Update— IMPACT responded to our concerns by suspending Grabajab’s access to patients’ data pending the resolution of security issues. Nonetheless, we are yet to learn the kind of data accessed by GrabAJab and how it was used and processed.
The newly-launched platform, GrabAJab, was launched by the MoPH as “[a]n additional tool to help eligible individuals find earlier appointments in the vaccination sites.” It came after a series of vaccination and curfew-permissions platforms launched by IMPACT, an e-government platform initiated by the General Inspection in Lebanon. It was launched in June for booking appointments during vaccination marathons.
SMEX ran a surface security audit on Grabajab.com and found some serious vulnerabilities. Based on our findings, we recommend not using the platform before MoPH makes the necessary amendments to ensure your data is fully protected.
These are some of the technical vulnerabilities we found on the website:
- Application Programming Interface (API) access is available publically without Cross-Origin protections. The webpage listing the methods used by the platform to collect data and/or functions is not well protected and is easily accessible without the need for authorization.
- The platform methods for reservations and registration are based on phone numbers and MOPHCOVAX ID which are publicly available for access without boundary protection. A malicious entity can abuse the platform using brute-force (a hacking method) available to obtain access or abuse the platform.
- Simple Object Access Protocol (SOAP) 1.1 and SOAP 1.2 parameterization is accessible publicly. SOAP is a messaging protocol specification for exchanging structured information between web services in computer networks, which indicates that other platforms are using Grabajab, probably for reasons related to the vaccination campaign.

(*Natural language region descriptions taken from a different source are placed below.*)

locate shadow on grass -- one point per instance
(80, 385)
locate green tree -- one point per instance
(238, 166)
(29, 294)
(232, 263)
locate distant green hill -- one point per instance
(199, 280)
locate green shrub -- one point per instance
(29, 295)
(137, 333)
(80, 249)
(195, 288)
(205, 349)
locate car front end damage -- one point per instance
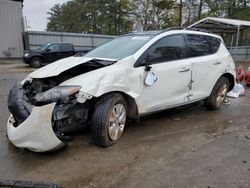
(44, 111)
(40, 120)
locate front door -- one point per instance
(206, 64)
(172, 72)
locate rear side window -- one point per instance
(197, 45)
(54, 47)
(66, 47)
(214, 43)
(167, 49)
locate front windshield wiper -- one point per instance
(102, 62)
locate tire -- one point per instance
(36, 62)
(218, 94)
(108, 120)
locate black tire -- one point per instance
(218, 94)
(101, 124)
(36, 62)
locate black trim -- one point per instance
(138, 61)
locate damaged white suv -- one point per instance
(128, 77)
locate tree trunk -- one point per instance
(200, 9)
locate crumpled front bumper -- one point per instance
(36, 132)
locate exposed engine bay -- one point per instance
(68, 115)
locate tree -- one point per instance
(91, 16)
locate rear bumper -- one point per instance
(36, 132)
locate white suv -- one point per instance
(128, 77)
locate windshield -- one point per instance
(120, 47)
(43, 46)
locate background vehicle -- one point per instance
(49, 53)
(126, 78)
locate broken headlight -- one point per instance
(63, 93)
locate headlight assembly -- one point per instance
(63, 93)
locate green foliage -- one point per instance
(122, 16)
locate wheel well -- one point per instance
(132, 109)
(231, 80)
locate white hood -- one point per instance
(59, 66)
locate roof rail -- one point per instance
(197, 29)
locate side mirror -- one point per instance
(48, 50)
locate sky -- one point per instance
(35, 12)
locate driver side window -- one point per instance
(167, 49)
(53, 48)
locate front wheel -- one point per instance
(36, 62)
(109, 120)
(218, 94)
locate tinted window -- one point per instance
(167, 49)
(197, 45)
(66, 47)
(214, 43)
(120, 47)
(54, 48)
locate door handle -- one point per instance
(184, 69)
(217, 63)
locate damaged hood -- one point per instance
(59, 66)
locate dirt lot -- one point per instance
(185, 147)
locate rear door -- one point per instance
(172, 70)
(206, 64)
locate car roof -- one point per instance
(154, 33)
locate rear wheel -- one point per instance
(109, 120)
(218, 94)
(36, 62)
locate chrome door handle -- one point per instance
(217, 63)
(183, 69)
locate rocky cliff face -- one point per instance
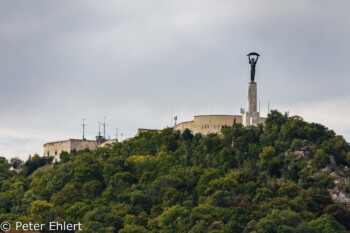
(340, 193)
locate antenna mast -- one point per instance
(84, 128)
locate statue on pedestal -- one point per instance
(252, 63)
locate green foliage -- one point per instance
(268, 178)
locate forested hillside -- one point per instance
(276, 177)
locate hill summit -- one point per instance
(287, 175)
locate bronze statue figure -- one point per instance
(252, 63)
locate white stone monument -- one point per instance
(251, 115)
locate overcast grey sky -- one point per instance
(135, 62)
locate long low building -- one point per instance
(206, 124)
(72, 145)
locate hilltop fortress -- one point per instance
(203, 124)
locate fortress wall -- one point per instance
(184, 125)
(206, 124)
(56, 148)
(77, 144)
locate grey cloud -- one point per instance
(61, 61)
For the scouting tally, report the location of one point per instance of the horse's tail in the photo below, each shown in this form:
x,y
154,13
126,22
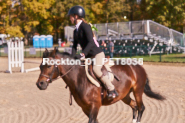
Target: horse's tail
x,y
150,93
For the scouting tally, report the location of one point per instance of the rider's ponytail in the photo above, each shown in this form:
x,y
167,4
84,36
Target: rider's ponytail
x,y
88,23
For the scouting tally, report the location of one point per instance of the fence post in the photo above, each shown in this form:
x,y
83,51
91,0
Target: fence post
x,y
40,52
131,52
160,53
9,57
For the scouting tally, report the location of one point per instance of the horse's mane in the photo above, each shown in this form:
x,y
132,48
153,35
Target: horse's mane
x,y
62,54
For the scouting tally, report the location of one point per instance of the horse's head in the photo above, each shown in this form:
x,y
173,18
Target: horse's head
x,y
48,71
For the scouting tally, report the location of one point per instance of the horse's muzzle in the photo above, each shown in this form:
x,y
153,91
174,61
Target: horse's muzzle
x,y
42,85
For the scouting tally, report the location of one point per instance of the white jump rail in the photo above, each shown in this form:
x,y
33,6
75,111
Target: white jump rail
x,y
16,57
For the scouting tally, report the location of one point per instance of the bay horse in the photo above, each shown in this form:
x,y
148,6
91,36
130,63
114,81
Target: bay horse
x,y
88,96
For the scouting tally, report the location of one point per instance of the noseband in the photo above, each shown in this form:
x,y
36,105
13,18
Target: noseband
x,y
49,78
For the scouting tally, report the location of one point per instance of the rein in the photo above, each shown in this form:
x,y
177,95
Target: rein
x,y
59,76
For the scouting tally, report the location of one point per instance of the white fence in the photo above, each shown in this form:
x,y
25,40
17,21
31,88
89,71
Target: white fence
x,y
15,55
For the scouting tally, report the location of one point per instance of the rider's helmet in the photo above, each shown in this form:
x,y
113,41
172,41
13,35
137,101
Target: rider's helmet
x,y
77,10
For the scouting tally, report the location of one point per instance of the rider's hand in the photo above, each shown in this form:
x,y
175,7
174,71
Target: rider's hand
x,y
80,56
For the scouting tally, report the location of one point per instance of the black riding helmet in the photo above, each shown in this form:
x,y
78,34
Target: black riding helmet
x,y
77,10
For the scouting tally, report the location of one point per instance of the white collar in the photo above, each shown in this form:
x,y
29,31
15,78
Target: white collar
x,y
78,24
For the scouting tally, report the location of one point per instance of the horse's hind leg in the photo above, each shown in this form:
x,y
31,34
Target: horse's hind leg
x,y
138,96
92,113
127,100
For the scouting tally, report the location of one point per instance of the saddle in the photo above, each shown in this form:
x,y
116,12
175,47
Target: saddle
x,y
92,77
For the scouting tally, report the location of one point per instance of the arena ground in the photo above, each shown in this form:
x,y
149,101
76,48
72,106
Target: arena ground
x,y
22,102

- No Secure Sockets Layer (SSL) was detected. SSL is a cryptographic protocol that secures communications between the device, website, network, and the server.
- SSL on gaj2021.grabajab.com is supporting Transport Layer Security (TLS) version 1.0 and 1.1 which is commonly known as a vulnerable feature. These TLS versions should be disabled. TLS is a cryptographic protocol that secures communications security over a computer network.

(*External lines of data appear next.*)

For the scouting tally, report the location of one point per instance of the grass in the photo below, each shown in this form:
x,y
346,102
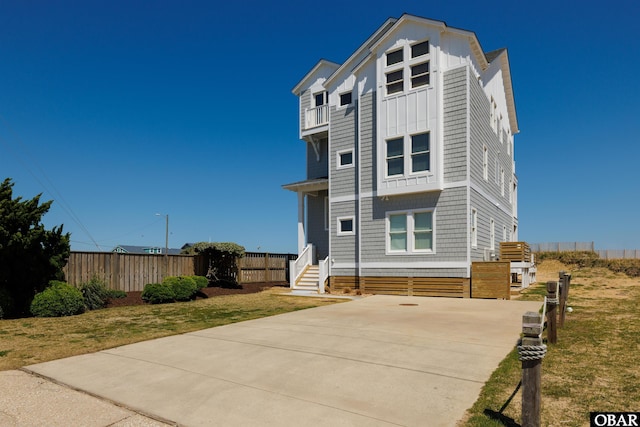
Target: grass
x,y
595,366
35,340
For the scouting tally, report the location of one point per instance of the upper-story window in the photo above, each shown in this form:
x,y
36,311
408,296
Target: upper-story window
x,y
320,99
417,67
417,162
395,57
345,98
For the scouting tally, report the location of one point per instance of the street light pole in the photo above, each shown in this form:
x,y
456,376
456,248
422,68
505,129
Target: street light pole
x,y
166,243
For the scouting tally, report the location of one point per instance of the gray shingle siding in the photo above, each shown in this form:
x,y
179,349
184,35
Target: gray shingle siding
x,y
344,248
450,225
317,168
343,137
483,135
368,142
316,232
455,125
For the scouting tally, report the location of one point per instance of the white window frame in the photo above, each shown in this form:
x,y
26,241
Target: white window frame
x,y
485,163
474,228
339,220
326,213
411,250
340,104
492,234
339,164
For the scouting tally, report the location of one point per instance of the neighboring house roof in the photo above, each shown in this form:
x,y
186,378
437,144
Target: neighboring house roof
x,y
131,249
309,185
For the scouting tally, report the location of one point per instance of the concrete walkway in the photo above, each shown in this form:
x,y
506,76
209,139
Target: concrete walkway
x,y
378,361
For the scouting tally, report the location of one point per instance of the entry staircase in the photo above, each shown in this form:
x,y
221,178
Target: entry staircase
x,y
307,275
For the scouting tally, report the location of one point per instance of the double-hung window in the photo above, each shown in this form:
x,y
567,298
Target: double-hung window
x,y
395,157
410,232
418,161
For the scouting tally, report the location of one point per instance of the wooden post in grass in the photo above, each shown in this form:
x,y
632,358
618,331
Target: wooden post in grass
x,y
565,281
552,312
531,351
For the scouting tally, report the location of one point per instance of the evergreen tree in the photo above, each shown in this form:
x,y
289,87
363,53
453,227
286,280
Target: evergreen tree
x,y
30,255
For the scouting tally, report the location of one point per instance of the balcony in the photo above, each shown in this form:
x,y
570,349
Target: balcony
x,y
316,120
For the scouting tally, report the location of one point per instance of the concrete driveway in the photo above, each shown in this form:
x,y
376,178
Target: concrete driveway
x,y
378,361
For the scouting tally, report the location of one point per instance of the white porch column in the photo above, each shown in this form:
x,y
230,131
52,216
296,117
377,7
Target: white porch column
x,y
301,234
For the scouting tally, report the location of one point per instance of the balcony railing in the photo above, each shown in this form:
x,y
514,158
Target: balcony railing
x,y
316,116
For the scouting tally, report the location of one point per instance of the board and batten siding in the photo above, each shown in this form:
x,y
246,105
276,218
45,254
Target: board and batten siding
x,y
305,102
316,232
343,137
455,125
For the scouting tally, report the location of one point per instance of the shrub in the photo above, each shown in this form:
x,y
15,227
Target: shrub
x,y
95,294
157,293
201,281
59,299
116,293
184,287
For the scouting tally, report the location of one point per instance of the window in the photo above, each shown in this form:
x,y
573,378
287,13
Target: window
x,y
326,214
420,75
395,82
492,234
345,98
346,226
474,228
485,163
420,153
420,49
410,232
345,159
320,98
395,157
395,57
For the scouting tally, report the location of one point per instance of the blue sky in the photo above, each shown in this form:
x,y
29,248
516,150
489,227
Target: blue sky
x,y
118,110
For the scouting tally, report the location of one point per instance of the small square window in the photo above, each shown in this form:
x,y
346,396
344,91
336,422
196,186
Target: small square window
x,y
345,159
394,57
395,82
420,49
346,226
420,75
345,98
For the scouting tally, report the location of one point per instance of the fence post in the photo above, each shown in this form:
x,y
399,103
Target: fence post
x,y
552,312
531,351
565,281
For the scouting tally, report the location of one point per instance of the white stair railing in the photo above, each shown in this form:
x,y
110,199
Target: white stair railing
x,y
323,270
297,267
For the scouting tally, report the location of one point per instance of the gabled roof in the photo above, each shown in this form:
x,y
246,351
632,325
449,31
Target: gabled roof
x,y
322,63
355,61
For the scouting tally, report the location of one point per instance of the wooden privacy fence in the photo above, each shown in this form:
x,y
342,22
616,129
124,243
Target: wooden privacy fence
x,y
126,272
130,272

- On gaj2021.grabajab.com no HTTP Strict Transport Security (HSTS) header is present on the web request response of https://gaj2021.grabajab.com. HSTS is a policy mechanism that helps protect websites against man-in-the-middle attacks such as protocol downgrade attacks and cookie hijacking. In this case, this is still possible since TLS 1.0 and TLS 1.1 are not disabled (as mentioned above).
- A high risk XSS (Cross-Site scripting), a type of security vulnerability typically found in web applications, was detected on the platform. XSS attacks enable malicious actors to inject client-side scripts into web pages viewed by other users. It may be used to bypass access controls.
- A missing X-Frame-Options Header which enables click-jacking attacks was detected. The X-Frame-Options HTTP response header can be used to avoid these attacks by ensuring that their content is not embedded into other sites.
We advise people in Lebanon not to use the platform for now.
We urge the Ministry of Public Health and IMPACT to explain the issue that took place on July 9. They must also run a strict security audit on GrabAJab and all platforms that collect personal data to ensure their safety and protect users’ privacy and data.